Professor David Kotz is leading this effort in which the team examines the privacy requirements of mobile computing technologies that have the potential to transform healthcare. Such mHealth technology enables physicians to remotely monitor patients' health, and enables individuals to manage their own health more easily. As part of the effort, the team has developed a conceptual privacy framework for mHealth, itemizing the privacy properties needed in mHealth systems, and discussing the technologies that could support privacy-sensitive mHealth systems.

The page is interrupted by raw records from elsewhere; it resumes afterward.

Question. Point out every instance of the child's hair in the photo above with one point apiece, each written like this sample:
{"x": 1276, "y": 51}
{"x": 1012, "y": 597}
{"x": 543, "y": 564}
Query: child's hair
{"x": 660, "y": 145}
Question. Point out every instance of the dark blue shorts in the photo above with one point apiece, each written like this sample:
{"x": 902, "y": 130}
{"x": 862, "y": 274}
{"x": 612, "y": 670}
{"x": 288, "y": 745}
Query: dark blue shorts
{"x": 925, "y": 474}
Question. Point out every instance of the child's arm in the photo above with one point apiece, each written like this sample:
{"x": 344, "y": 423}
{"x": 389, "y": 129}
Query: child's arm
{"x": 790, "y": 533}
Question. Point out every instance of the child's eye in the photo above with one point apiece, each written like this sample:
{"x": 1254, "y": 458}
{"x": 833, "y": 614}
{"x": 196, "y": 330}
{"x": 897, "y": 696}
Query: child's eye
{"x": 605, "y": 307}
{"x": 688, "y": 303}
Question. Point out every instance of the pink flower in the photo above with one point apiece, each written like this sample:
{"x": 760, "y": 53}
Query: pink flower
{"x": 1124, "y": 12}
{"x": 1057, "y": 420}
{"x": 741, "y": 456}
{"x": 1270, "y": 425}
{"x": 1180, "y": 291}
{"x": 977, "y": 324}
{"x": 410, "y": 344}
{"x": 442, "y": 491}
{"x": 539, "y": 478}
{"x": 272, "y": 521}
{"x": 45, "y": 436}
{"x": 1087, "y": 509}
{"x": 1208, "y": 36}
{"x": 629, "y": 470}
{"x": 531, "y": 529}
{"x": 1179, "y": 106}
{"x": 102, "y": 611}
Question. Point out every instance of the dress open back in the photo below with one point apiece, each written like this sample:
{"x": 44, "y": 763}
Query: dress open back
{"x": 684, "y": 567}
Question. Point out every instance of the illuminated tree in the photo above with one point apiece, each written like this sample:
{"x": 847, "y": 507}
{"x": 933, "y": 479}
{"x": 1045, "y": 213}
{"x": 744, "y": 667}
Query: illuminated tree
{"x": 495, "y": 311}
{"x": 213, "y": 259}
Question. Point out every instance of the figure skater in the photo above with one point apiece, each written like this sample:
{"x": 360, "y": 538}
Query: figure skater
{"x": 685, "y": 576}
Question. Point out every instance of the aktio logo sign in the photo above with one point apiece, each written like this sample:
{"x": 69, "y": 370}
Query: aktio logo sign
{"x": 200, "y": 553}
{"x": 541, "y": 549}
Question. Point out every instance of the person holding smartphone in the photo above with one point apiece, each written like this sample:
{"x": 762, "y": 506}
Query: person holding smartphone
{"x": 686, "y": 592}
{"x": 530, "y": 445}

This project is a continuation of the DAMSA project (Data Assurance in Medical Sensor Applications) that was completed in 2009.  This portion of th effort developed methods to assess confidence in medical sensor data. The research was led by Professor Kotz and Professor Tanzeem Choudhury (now of Cornell University).

Information Technology Use and Impact in Healthcare

This research effort will explore HIPAA compliance in U.S. hospitals, as well as the impact of HIT on hospital quality and costs. This project seeks to accomplish the dual goals of (1) advancing the empirical evidence of the impact of HIT on hospital quality; and (2) laying the groundwork for a follow-on project to examine longitudinal effects of HIT on care quality. The project is funded by the National Institute of Standards and Technology, as well as an internal grant from the Rockefeller Center for Public Policy at Dartmouth. Denise Anthony is PI, and the project includes Eric Johnson, and a postdoc.

Information Risk in Data-Oriented Enterprises (IRIDOE)

IRIDOE examined the security risks associated with access-control mechanisms and policies in hospitals. The project was co-led by Eric Johnson (Tuck) and Sean Smith (CS) and is funded by Department of Homeland Security’s National Cyber Security Division.

Technology in Practice

This project explored the impact of electronic medical records for physician communication, and for the coordination of care of chronically ill patients. The project was led by Denise Anthony and Brooke Herndon (MD, DHMC).